This proof of Theorem 5 for an orthographic projection can be easily generalized to the case of a perspective projection, the same way as the proof of Theorem 3 was generalized to the case of perspective projection:

**Theorem**

**6:**

Let φ and ψ be curves that are tame in a 2D image. Assume that there exist two lines l

_{0}and l_{1}which satisfy the following properties: (i) l_{0}and/or l_{1}is either tangent to both φ and ψ or passes through their endpoints; (ii) l_{0}and l_{1}intersect at a point v that is not on φ or ψ; (iii) l_{0}and l_{1}do not have any other intersections with φ and ψ; (iv) v is not between e_{φ}_{0}and e_{ψ}_{0}or between e_{φ}_{1}and e_{ψ}_{1}, and (v) a half line that emanates from v and intersects with φ has one or a finite number of intersections with ψ and vice versa. Then, there exists a pair of continuous curves Φ and Ψ and a plane Π_{s}in a 3D space for a given center of projection F, such that Φ and Ψ are mirror-symmetric with respect to Π_{s}and that φ is a perspective projection of Φ and ψ is a perspective projection of Ψ.## 3. Discussion

In this paper, we showed that any pair of 2D curves that are sufficiently regular is consistent with a 3D symmetric interpretation under quite general assumptions. We derived the equations that allow one to compute the 3D curves for the case of perspective and orthographic projections. Although the main part of the proofs is fairly straightforward, the result is surprising and has important implications for theories of shape perception.

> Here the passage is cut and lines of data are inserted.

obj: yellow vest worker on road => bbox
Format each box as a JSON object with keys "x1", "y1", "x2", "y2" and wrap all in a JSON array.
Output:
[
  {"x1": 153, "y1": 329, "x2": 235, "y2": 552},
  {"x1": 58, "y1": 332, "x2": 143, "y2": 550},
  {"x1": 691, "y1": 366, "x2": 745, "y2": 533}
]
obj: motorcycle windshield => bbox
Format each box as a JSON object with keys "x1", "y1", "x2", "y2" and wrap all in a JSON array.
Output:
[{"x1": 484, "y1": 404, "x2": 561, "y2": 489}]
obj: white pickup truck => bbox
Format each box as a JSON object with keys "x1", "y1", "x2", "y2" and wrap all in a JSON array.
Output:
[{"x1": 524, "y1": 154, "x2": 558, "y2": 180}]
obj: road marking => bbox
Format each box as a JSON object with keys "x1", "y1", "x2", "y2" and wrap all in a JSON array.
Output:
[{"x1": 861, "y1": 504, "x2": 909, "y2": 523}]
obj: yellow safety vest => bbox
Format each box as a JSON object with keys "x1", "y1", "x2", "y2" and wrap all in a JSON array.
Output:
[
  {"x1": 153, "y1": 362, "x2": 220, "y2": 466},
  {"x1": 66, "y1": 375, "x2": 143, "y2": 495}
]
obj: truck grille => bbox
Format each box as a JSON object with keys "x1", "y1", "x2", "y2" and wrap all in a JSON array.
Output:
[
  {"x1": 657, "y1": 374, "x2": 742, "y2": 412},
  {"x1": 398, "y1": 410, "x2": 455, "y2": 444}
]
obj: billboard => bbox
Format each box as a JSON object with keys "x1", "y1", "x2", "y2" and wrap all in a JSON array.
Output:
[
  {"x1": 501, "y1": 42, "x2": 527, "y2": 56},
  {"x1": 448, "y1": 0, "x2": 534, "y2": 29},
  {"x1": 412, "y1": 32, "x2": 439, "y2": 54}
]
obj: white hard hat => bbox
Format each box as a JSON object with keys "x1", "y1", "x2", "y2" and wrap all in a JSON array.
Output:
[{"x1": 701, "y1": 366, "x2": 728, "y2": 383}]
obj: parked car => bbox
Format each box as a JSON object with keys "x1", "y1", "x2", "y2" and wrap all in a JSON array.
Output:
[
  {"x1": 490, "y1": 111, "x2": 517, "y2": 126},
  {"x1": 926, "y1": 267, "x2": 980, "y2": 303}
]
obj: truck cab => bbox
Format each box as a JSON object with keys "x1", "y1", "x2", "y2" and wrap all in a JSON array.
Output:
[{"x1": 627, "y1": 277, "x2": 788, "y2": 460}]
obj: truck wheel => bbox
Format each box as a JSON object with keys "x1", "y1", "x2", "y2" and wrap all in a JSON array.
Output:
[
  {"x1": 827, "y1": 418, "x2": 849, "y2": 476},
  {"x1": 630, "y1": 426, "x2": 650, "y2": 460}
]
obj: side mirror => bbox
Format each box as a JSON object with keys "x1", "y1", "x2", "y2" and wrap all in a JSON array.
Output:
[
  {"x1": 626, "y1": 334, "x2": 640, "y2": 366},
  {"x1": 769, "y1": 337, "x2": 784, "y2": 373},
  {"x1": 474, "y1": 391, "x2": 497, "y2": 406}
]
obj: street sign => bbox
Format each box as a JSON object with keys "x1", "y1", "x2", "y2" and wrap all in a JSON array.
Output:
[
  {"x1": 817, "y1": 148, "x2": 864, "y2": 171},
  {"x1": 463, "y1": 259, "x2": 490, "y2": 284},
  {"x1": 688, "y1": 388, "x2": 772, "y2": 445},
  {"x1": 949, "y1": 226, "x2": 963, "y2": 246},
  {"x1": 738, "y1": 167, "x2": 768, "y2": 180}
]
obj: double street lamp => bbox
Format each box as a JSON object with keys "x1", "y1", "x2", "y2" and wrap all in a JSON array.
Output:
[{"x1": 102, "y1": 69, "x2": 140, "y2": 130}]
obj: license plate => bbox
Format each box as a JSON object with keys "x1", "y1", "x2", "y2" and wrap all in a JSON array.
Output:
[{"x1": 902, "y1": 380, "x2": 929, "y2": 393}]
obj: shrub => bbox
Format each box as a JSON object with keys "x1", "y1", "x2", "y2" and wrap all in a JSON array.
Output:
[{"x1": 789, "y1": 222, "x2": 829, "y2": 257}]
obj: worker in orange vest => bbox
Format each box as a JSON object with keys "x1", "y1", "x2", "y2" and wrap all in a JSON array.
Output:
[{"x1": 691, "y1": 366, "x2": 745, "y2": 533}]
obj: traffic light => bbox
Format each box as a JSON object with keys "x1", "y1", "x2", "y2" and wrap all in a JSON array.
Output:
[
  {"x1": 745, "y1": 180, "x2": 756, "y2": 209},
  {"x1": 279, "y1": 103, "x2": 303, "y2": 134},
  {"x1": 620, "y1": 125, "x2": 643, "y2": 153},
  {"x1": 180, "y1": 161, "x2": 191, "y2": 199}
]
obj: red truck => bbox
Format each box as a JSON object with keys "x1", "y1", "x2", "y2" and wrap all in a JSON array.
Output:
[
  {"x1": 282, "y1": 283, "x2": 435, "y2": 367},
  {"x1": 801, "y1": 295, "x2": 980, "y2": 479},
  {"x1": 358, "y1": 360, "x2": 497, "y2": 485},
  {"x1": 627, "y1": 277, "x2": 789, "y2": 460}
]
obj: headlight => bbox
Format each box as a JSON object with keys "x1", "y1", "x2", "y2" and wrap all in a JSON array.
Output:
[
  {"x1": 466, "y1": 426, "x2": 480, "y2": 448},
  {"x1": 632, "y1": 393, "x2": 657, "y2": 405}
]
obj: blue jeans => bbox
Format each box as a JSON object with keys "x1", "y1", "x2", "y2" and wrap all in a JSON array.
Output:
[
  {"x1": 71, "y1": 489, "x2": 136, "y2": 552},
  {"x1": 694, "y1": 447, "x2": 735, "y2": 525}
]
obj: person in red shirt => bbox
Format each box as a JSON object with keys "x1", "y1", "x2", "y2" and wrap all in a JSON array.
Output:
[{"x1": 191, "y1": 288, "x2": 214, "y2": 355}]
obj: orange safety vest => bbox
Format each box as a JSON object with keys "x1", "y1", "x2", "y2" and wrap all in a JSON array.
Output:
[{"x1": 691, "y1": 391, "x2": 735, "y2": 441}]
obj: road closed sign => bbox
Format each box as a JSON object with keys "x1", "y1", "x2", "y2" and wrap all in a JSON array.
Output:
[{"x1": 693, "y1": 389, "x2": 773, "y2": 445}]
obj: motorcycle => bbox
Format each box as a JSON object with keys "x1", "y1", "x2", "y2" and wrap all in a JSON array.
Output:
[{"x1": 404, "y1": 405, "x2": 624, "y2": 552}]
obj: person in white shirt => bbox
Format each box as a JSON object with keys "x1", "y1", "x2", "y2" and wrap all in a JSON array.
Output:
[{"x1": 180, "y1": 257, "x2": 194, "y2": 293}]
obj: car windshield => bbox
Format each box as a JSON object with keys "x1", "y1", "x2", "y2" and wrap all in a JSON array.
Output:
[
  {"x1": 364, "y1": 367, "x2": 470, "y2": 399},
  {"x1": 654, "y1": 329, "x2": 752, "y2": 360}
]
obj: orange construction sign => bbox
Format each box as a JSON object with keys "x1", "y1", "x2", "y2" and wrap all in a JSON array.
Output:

Consider the examples in Figure 1, Figure 2, Figure 3, Figure 5, Figure 7, Figure 8 and Figure 13. Although these pairs of 2D curves do not look like symmetric pairs of 3D curves, they do have 3D symmetric interpretations. What is the nature of the process that can produce 3D symmetry from an arbitrary 2D image? The key element of this process seems to be related to the concept of degenerate views. Essentially, the 3D viewing direction for which the 3D symmetric curves project to the given 2D asymmetric curves is degenerate and the 3D symmetry becomes “hidden” in the 2D image. There are two cases representing a degenerate view. The first, more obvious case, happens when multiple segments of a 3D curve project to the same segment of a 2D curve. This can be seen in the 3D symmetric interpretations of Figure 7, Figure 8 and Figure 13 (see Demos 5–7 [2]). The second, more subtle case, corresponds to the situation where a local curvature of a 3D curve disappears in the 2D projection. The simplest example is when a planar curve in the 3D space projects to a straight line segment in the 2D image [21]. However, if a curve in the 3D space is not planar, then its 2D projection is never a straight line segment, even for degenerate views. Recall that curvature of a 3D curve (also called first curvature) represents the change of the tangent to the curve within the plane of the circle of curvature, while torsion (also called second curvature) represents the change of the tangent to the curve away from the plane of the circle of curvature [22]. If the normal of the plane of the circle of curvature is perpendicular to the line of sight, the change of the tangent within this plane (i.e., curvature of the 3D curve) disappears in the 2D projection, but the departure from this plane (i.e., torsion of the 3D curve) does not. In a sense, for such views, the local curvature of a 2D curve is a projection of the local torsion of a 3D curve. Figure 2, Figure 3 and Figure 5 illustrate the second case of degenerate views (see Demos 2–4 [2]). Apparently, the visual system “rejects” 3D symmetric interpretations if they imply degenerate views. This makes sense because degenerate views are unlikely.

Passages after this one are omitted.